Julia was surprised at herself because the story was falling out so easily. It had taken two years to tell Lance Danner that much about her past. Dr. Forrest had elicited such detail in a few months. Walter had drawn it out of her in two minutes, even after she’d promised herself not to tell him.

“Maybe you’d better drive on,” Julia said.

Walter nodded, seeming grateful at having something to divert his attention. He put the Jeep in gear and continued down the dirt road. The vehicle smelled of grease and gum, foam spilling from splits in the vinyl seats, the windshield grimy with bug guts.

“I’d met Mitchell Austin during my freshman year, during a summer house party at my adoptive parents’ country club,” she said, realizing that refined world was totally different from Walter’s rural, working life. “I know, boring old coots who play croquet and drink, it sounds more like a prison sentence than a vacation. But Mitchell was–”

She searched for the right word, fumbled over “pleasant,” “trustworthy,” and then found the most accurate one. “Reliable. He comforted me when my new parents were killed. He kept in touch while I finished college at Memphis State, and then asked me to marry him. That was about the time I started having my…little problems.”

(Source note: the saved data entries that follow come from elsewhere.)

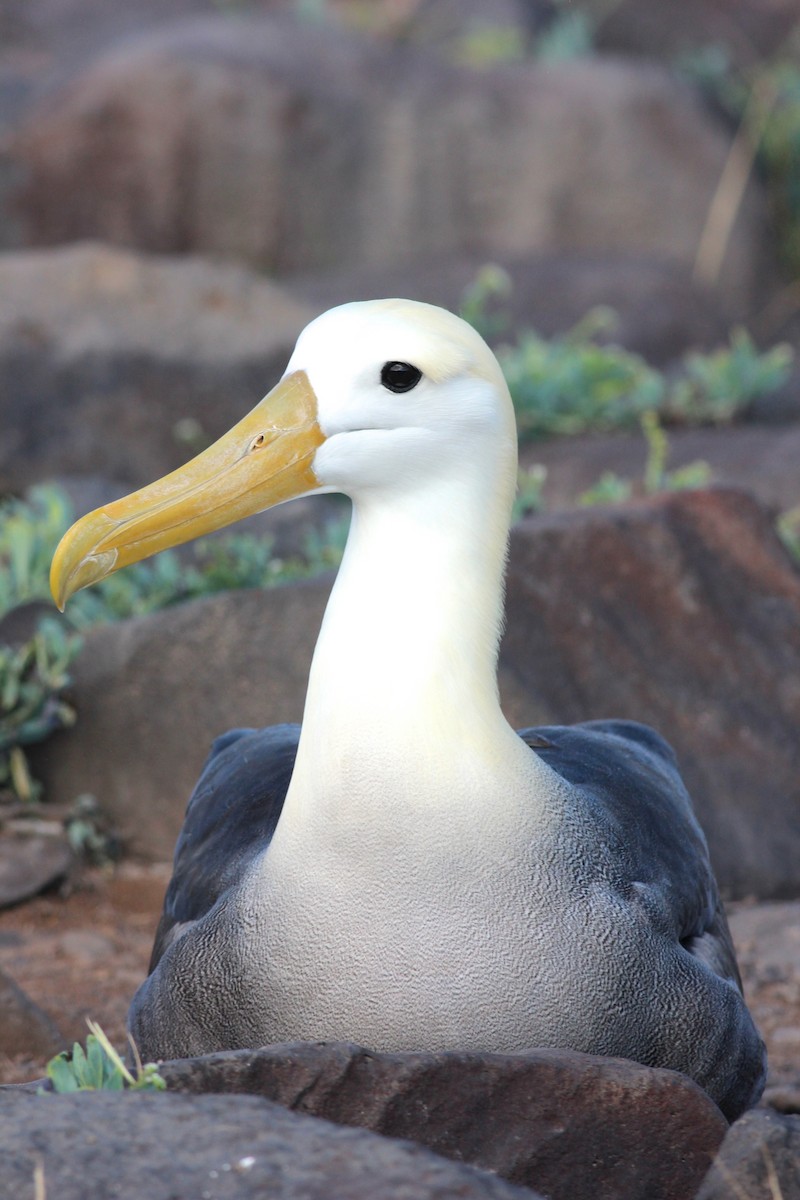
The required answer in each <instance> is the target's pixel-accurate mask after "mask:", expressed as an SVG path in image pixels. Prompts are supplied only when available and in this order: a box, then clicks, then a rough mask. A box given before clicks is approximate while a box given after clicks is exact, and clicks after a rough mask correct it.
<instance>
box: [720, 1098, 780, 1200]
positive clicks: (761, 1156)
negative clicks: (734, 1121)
mask: <svg viewBox="0 0 800 1200" xmlns="http://www.w3.org/2000/svg"><path fill="white" fill-rule="evenodd" d="M762 1196H763V1198H764V1200H795V1198H796V1196H800V1117H798V1116H781V1115H778V1114H777V1112H770V1111H769V1110H764V1109H753V1111H752V1112H746V1114H745V1116H744V1117H741V1118H740V1120H739V1121H736V1123H735V1124H734V1126H732V1127H730V1132H729V1133H728V1135H727V1138H726V1140H724V1141H723V1142H722V1148H721V1151H720V1153H718V1156H717V1158H716V1159H715V1162H714V1165H712V1166H711V1170H710V1171H709V1174H708V1176H706V1177H705V1180H704V1181H703V1186H702V1187H700V1189H699V1192H698V1193H697V1200H751V1198H752V1200H757V1198H758V1200H760V1198H762Z"/></svg>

“Problems,” Walter said. Not questioning, but not judging, either.

“Sleeplessness. Irritability. Forgetfulness. Fatigue alternating with periods of manic activity. Then it got worse. I broke out in a cold sweat when I was in cramped quarters or surrounded in a crowd. I’d have episodes of anxiety, when my heart rate doubled and my ears rang and I was afraid I’d never be able to take another breath.”

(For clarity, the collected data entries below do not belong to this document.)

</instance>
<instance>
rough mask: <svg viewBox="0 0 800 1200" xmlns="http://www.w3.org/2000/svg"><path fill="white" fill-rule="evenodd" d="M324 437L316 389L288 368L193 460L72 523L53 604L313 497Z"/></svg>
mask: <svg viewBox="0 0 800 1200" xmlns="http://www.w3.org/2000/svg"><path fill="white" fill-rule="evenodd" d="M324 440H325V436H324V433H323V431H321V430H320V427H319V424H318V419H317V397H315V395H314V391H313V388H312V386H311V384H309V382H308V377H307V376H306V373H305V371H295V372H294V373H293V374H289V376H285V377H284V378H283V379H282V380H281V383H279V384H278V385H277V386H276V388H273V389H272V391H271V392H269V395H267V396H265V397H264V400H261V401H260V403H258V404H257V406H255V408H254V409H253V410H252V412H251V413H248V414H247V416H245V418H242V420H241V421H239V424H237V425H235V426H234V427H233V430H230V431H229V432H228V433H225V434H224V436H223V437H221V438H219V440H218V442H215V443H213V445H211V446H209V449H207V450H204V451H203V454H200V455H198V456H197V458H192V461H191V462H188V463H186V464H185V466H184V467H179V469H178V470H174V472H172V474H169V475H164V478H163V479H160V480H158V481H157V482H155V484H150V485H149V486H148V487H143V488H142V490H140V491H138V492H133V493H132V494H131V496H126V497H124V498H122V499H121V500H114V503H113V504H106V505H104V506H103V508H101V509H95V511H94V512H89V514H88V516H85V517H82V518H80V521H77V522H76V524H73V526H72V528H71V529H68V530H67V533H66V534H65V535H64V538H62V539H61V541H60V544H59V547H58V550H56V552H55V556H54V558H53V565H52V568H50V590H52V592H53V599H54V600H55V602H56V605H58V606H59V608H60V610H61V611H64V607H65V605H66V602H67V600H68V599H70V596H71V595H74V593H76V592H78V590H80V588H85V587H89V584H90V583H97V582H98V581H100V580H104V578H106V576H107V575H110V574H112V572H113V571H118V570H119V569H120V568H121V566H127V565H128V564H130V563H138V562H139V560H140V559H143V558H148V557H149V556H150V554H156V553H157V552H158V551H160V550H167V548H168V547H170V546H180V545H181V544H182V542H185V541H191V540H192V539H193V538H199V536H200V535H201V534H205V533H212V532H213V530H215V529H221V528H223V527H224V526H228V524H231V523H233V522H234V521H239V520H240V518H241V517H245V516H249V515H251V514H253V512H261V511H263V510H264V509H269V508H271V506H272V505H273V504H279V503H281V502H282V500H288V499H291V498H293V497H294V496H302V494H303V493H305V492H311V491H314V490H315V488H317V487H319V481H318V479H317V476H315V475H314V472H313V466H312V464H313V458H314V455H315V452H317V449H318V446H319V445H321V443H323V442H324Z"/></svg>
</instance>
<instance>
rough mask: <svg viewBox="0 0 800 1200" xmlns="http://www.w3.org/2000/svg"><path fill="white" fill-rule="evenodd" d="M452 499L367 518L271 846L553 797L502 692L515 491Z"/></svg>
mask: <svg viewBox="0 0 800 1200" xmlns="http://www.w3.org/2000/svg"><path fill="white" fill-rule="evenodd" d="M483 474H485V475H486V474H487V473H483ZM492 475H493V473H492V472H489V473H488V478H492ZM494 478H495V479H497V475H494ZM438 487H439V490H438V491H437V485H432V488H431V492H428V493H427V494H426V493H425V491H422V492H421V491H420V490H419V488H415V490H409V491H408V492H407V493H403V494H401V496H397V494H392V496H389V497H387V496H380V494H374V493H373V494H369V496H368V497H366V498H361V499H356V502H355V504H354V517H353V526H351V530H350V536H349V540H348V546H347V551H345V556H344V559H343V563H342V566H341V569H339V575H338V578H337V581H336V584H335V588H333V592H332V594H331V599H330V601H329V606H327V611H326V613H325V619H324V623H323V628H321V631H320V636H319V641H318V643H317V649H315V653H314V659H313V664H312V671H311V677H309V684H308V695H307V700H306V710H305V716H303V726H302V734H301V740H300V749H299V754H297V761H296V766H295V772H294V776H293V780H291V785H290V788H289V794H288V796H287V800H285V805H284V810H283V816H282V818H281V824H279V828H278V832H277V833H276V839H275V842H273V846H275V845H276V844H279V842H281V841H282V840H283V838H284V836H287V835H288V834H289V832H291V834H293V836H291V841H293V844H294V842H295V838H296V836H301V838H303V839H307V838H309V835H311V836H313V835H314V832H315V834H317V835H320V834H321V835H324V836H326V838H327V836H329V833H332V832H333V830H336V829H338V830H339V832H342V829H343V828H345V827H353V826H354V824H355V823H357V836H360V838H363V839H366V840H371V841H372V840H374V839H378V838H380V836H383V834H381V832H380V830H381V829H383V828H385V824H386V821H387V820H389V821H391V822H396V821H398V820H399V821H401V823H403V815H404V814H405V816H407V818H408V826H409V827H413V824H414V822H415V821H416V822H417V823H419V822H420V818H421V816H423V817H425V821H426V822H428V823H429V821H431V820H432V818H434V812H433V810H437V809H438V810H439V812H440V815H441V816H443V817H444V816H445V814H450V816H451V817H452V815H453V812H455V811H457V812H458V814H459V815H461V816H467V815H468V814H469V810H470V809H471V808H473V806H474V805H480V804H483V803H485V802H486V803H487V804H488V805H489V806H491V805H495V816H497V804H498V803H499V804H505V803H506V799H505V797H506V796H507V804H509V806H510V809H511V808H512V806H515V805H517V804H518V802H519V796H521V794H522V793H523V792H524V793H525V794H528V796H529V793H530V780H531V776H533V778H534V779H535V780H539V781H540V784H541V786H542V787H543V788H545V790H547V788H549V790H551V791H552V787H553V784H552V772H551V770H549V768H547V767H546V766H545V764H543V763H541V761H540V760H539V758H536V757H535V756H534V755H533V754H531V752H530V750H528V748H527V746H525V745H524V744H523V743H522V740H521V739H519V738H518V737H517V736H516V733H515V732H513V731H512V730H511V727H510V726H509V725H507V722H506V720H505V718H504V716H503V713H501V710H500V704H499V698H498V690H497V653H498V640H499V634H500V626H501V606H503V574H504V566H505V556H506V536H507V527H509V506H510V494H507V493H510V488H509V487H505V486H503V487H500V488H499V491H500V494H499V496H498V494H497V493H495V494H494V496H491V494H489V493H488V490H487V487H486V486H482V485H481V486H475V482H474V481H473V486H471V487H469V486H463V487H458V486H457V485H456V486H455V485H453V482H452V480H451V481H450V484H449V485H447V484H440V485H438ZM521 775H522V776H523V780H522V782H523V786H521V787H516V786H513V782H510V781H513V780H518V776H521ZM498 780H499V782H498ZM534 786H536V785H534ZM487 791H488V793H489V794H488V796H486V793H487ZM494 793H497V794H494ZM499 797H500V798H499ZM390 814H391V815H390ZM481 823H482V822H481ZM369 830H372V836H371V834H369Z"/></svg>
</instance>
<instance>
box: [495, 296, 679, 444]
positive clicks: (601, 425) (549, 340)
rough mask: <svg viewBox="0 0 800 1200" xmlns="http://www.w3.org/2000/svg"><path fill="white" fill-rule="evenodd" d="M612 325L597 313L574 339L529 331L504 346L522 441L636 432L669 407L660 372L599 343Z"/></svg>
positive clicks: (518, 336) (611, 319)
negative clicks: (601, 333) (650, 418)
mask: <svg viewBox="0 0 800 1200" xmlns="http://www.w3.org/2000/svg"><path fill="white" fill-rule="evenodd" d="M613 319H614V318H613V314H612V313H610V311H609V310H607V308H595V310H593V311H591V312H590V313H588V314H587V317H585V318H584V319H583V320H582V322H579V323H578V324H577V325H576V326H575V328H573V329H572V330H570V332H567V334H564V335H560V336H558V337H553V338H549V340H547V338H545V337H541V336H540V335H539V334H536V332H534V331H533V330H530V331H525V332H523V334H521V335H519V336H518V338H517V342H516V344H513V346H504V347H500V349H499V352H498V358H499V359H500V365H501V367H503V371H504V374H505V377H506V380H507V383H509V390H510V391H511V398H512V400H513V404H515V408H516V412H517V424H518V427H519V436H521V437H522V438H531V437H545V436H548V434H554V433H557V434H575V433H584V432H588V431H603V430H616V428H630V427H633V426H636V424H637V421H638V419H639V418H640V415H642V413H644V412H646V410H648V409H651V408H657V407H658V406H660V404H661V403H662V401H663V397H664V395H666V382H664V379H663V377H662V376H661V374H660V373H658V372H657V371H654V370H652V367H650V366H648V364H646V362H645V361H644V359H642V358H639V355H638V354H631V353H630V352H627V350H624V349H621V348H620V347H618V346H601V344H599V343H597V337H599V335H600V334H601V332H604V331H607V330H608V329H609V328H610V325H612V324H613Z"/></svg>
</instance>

Julia actually laughed. After all the give-and-take, the careful baiting, the strategic questioning of psychotherapy, she’d forgotten what it was like to just
talk
to somebody. Somebody real. She had so little left to lose that she had embraced this different kind of surrender.

“Panic disorder,” he said, keeping his eyes fixed on the road. “Sort of like freaking out?”

“How do you know about that?”

“My wife started having that. Before she–”

His wife. Who had walked off the face of the Earth one night, just as Julia’s father had done.

Julia was going to ask about his wife, despite the sadness in his eyes, when Walter whipped the Jeep to the right. A police car was coming up the road toward them, silent but with its bar lights flashing.

“Damn,” Walter said. “They’ve cut us off.”

He steered the Jeep into an open hayfield. The Jeep bounced over the rugged terrain, Julia holding on, tools rattling in the back. She looked through the rear window and saw that the police car had stopped at the edge of the road.

“Thank God they don’t have four-wheel drive,” said Walter.

“Do you think the whole department’s in on it?”

He shrugged, heading for a copse of trees on the far side of the meadow. “Doesn’t matter. Snead can put out an APB and get his people out in force.”

They drove into the trees, and the police car was out of sight. The Jeep climbed a steep grade and, for one stomach-grabbing moment, Julia thought it was going to flip over. Then they crested the hill and reached the stream they had crossed minutes earlier, only now it was wider, the current slower.